Good morning.

Monday in Whitewater will be sunny with a high of 57. Sunrise is 7:23 and sunset is 5:53 for 10 hours 30 minutes of daytime. The moon is a waxing crescent with 29.7 percent of its visible disk illuminated.
The Whitewater School Board will conduct an Annual Budget hearing at 5:30 PM and a Regular Meeting at 6 PM. (Note, Monday evening: The district listed the Regular Meeting to begin at 6 PM. In fact, the Annual Budget hearing ran later than 6 PM, so the Regular Meeting began later than the posted time.)
On this day in 1775, King George III expands on his earlier Proclamation of Rebellion in the Thirteen Colonies during a speech from the throne at the opening of Parliament.
The Whitewater School Board meets tonight. As part of its Regular Meeting agenda, before public comment, the following cautionary words appear:
Citizens may speak under Public Comments, but no School Board action will be taken. Issues raised may become a part of a future agenda. Participants are allotted a three-minute speaking period. A Citizen Comment Request should be filled out prior to speaking. In accordance to [sic] Board Policy 187, personal criticism and/or derogatory remarks directed at School Board members or employees of the district will not be tolerated. Should there be a number of citizens planning to speak, the President will announce the total time for citizen comments and divide the time between speakers equally with no more than three minutes allotted to each participant. The Board will not be able to respond to individual questions at the meeting. Complaints against an employee should be sent to the Superintendent or Board in writing with your signature. Please keep in mind that students often attend or view board meetings. Speakers’ remarks should therefore be suitable for an audience that includes Kindergarten through 12th grade students. The Board President or officers of the Board may interrupt, warn or terminate speakers’ statements that are unrelated to the business of the School District or inappropriate for K-12 students or disruptive to an orderly, productive meeting. The time estimates noted for agenda items are for informational purposes only and may not be reflective of actual discussion during the meeting.
Well, now we know. Honest to goodness, it’s not merely cautionary or advisory, it’s excessively so. These many warnings convey that the board is watching the public very carefully. That’s an inverted order: the public should be watching the board. Left, center, or right — Whitewater’s school board has been a self-protective, self-defensive board for many years. That’s not public service; it’s self-service.
It should be obvious that the effect of this advisory is to remove legitimate concerns about the district, administrators, or staff from public mention. There’s a difference between wanting a government position and wanting that position on terms that undermine the position’s very legitimacy in a free and open society.
As it turns out, the board president has sometimes read these words before scheduled public comment at a meeting.

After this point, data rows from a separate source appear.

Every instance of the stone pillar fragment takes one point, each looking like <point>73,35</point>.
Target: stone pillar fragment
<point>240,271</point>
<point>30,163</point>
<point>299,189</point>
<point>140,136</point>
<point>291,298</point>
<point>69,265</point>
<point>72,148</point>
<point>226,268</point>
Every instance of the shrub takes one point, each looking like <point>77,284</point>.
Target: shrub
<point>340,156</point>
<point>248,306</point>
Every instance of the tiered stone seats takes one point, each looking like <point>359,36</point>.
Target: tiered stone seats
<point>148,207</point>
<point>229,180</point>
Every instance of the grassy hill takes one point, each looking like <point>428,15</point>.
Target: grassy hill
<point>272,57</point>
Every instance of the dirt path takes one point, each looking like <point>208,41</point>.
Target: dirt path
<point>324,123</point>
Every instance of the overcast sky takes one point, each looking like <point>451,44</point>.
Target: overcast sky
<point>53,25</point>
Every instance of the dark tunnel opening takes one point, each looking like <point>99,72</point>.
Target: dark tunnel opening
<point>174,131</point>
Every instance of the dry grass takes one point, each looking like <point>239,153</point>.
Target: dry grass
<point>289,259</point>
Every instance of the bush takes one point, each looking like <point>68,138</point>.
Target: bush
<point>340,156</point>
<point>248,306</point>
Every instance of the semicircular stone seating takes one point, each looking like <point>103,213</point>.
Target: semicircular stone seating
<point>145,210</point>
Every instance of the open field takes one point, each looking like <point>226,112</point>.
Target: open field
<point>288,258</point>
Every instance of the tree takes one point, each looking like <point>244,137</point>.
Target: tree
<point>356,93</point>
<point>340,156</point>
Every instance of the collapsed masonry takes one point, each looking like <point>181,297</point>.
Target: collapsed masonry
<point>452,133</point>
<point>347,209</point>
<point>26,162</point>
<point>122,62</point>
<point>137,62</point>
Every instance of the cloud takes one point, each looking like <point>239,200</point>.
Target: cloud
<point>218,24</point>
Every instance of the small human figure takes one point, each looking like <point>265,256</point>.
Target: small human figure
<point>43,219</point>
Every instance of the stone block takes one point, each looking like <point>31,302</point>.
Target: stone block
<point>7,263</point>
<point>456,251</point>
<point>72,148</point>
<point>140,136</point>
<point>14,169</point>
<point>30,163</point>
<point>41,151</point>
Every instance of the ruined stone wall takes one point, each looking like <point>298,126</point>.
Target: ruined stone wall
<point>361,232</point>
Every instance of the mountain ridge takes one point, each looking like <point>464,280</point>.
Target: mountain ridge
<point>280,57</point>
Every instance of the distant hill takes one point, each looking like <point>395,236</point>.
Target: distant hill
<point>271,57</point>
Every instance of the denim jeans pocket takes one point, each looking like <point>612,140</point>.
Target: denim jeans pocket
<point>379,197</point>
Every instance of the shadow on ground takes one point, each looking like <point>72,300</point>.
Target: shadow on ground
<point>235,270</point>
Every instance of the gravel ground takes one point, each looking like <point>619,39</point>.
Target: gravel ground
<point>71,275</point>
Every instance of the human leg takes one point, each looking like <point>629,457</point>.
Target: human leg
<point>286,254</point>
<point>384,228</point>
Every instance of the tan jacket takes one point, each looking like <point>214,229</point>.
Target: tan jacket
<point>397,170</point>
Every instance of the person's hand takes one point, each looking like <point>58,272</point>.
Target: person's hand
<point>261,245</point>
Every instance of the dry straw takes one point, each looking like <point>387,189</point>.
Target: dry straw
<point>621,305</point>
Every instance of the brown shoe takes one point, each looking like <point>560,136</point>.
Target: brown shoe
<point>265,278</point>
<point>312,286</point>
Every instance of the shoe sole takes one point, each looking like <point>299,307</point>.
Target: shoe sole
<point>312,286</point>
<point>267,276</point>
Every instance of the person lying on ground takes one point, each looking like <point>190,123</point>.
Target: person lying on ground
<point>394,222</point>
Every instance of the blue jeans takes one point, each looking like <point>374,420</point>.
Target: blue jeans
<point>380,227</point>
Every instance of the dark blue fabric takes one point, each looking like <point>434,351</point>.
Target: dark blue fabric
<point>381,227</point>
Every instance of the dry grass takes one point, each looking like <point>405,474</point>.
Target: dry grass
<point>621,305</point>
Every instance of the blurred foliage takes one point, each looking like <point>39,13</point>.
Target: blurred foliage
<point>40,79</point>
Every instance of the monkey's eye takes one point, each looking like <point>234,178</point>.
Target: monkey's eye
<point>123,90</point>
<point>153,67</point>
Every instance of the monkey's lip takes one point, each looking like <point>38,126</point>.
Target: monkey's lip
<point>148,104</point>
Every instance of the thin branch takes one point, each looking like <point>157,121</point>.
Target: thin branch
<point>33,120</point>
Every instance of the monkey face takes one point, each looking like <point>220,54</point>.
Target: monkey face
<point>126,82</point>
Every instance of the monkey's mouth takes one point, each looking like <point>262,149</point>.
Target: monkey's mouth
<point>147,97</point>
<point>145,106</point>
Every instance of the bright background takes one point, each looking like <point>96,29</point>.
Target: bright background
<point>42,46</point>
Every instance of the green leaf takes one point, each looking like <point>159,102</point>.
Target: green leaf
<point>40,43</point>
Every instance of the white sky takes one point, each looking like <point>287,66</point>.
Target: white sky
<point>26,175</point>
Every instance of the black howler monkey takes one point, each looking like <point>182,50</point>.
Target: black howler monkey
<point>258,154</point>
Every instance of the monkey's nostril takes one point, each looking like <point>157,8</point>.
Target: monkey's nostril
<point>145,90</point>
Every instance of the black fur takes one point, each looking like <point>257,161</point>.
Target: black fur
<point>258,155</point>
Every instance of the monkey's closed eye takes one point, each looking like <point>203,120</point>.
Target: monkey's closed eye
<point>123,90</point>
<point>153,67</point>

Here’s an example from July (which compounds the written advisory’s chilling effect with an auditory one, where neither advisory should have been fashioned or delivered the way it has been):
Speak only a bit faster, and it would sound like this:
How odd to be a man who voted for Obama, or a woman who voted for Trump, only to win seats on the school board with a shared perspective that among the most important votes are one’s own defensive position against the rest of the public. Perhaps, at bottom, that’s what’s left of bipartisanship.

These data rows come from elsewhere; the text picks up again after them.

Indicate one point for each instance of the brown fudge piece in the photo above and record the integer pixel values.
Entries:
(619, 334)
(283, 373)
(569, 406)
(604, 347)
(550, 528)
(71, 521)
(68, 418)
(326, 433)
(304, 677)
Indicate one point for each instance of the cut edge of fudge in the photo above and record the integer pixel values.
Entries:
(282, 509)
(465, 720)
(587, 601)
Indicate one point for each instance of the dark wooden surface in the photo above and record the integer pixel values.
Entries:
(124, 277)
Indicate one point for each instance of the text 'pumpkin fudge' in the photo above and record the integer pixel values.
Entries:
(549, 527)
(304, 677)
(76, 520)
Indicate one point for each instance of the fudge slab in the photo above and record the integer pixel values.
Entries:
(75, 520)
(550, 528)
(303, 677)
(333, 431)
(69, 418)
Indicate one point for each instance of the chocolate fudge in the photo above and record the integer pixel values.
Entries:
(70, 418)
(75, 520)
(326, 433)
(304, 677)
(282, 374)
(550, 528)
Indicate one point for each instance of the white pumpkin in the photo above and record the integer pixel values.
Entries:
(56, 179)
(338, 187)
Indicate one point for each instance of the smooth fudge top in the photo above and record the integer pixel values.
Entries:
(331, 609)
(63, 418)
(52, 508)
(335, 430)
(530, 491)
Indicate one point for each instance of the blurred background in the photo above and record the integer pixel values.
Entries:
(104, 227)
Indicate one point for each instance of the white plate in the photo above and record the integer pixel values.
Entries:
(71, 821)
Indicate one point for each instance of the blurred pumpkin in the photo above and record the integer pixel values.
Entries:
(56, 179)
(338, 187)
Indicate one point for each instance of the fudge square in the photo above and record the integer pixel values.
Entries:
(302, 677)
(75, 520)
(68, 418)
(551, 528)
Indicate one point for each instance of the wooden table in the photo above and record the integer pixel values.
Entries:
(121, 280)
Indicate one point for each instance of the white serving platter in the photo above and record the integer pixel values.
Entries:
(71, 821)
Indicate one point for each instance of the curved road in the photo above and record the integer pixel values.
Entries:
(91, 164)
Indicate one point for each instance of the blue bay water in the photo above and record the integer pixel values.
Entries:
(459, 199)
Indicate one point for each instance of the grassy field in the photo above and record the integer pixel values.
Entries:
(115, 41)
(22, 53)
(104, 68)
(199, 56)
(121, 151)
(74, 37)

I’m sure that there’s someone on the Whitewater School Board, of whatever political ideology, who would say that these measures are necessary to prevent disruptions from members of the public. To which this libertarian blogger would say that the advisory is excessively restrictive of the public, thinks too little of the public, and that these boardmembers are, in any event, from that same public.
Looking around Whitewater, after all, one doesn’t find anyone from the House of Windsor… and we’re better off for it.